Personal information
- Nationality: Nigerian
- Born: 10 August 2008 (age 18)

Sport
- Sport: Athletics
- Event: Sprinter

Achievements and titles
- Personal bests: 100m: 11.15 (2026) 200m: 22.77 (2026)

Medal record
Women's athletics
Representing Nigeria
African Championships
| Gold medal – first place | 2026 Accra | 4 x 100m relay |
Islamic Solidarity Games
| Gold medal – first place | 2025 Riyadh | 4 x 100m relay |
African U18 Championships
| Gold medal – first place | 2025 Abeokuta | 100m |
| Gold medal – first place | 2025 Abeokuta | 200m |
| Gold medal – first place | 2025 Abeokuta | Medley Relay |

= Miracle Ezechukwu =

Nigerian athlete (born 2008)

Miracle Oluebube Ezechukwu (born 10 August 2008) is a Nigerian sprinter. She won gold medals over 100 metres and 200 metres at the 2025 African U18 Championships.

==Biography==
Born in Anambra, she won a scholarship to study at the Nigerian Tulip International School in Abuja having impressed at the National Youth Games in 2019. She was later reported to have accepted a scholarship offer from Auburn University in the United States in 2025. She won a sprint double over 100 metres and 200 metres at the 2025 African U18 U20 Championships in Abeokuta. She ran a personal best 23.87 seconds to win the 200 m title.

In March 2026, Ezechukwu successfully defended her junior 100m title at the MTN CHAMPS Continental Relays in Jos with a time of 11.42 seconds in the final, having earlier set a personal best of 11.26s in the semi-final, a new MTN CHAMPS U-20 record. In May, she ran at the 2026 World Athletics Relays in the women's 4 × 100 metres relay in Gaborone, Botswana. Later that month, Ezechukwu was part of the Nigerian Women’s 4 x 100 metres relay team which won the gold medal at the 2026 African Championships in Athletics in Accra, Ghana.

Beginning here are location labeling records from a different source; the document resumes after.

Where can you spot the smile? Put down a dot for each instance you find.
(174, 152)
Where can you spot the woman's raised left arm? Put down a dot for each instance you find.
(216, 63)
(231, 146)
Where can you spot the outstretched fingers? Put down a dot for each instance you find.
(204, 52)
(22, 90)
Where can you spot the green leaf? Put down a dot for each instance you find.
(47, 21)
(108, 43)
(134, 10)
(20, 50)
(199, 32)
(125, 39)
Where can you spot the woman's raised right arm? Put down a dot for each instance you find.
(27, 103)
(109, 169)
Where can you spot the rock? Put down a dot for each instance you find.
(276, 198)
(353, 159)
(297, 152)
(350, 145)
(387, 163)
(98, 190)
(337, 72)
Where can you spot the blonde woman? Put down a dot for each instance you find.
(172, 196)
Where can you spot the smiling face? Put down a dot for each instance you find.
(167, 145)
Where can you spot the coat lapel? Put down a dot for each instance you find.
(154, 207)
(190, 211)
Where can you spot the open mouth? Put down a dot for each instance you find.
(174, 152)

Going into the Nigerian Senior Championships, Ezechukwu was widely regarded as a teenage sensation to watch. In the 100m, she set a new personal best of 11.16 seconds in the semi-final before improving to 11.15 seconds in the final, where she claimed the silver medal against a field of established senior athletes. In the 200m, she emerged as the national champion, winning the event in a personal-best time of 22.77 seconds.

Ezechukwu was originally scheduled to be the Nigerian flag bearer for the opening ceremony of the 2026 Commonwealth Games in Glasgow, Scotland but it later went to the swimmer, Abdul Jabar Adama. Competing in the 100 metres at the at the Games, she reached the semi-finals. Later at the Games, she also competed in the women's 4 × 100 m relay.

At the 2026 World U20 Championships in Eugene, she was entered only in the 200 metres, where she finished second in the semi-final behind Shanoya Douglas, running the second-fastest time of 22.61 seconds. She was later disqualified for a lane infringement, losing her place in the final. Later in the competition, she anchored the Nigerian team in the mixed 4×100m relay to a fourth-place finish in a new U20 African record of 41.77 seconds. However, the team was disqualified because Perfect Faye competed in spikes that were not approved by World Athletics. In the women's 4×100m relay semi-final, she ran a split of 9.81 seconds to edge out the USA and help Nigeria reach the final. However, the team was disqualified in the final due to Lucy Nwankwo's false start.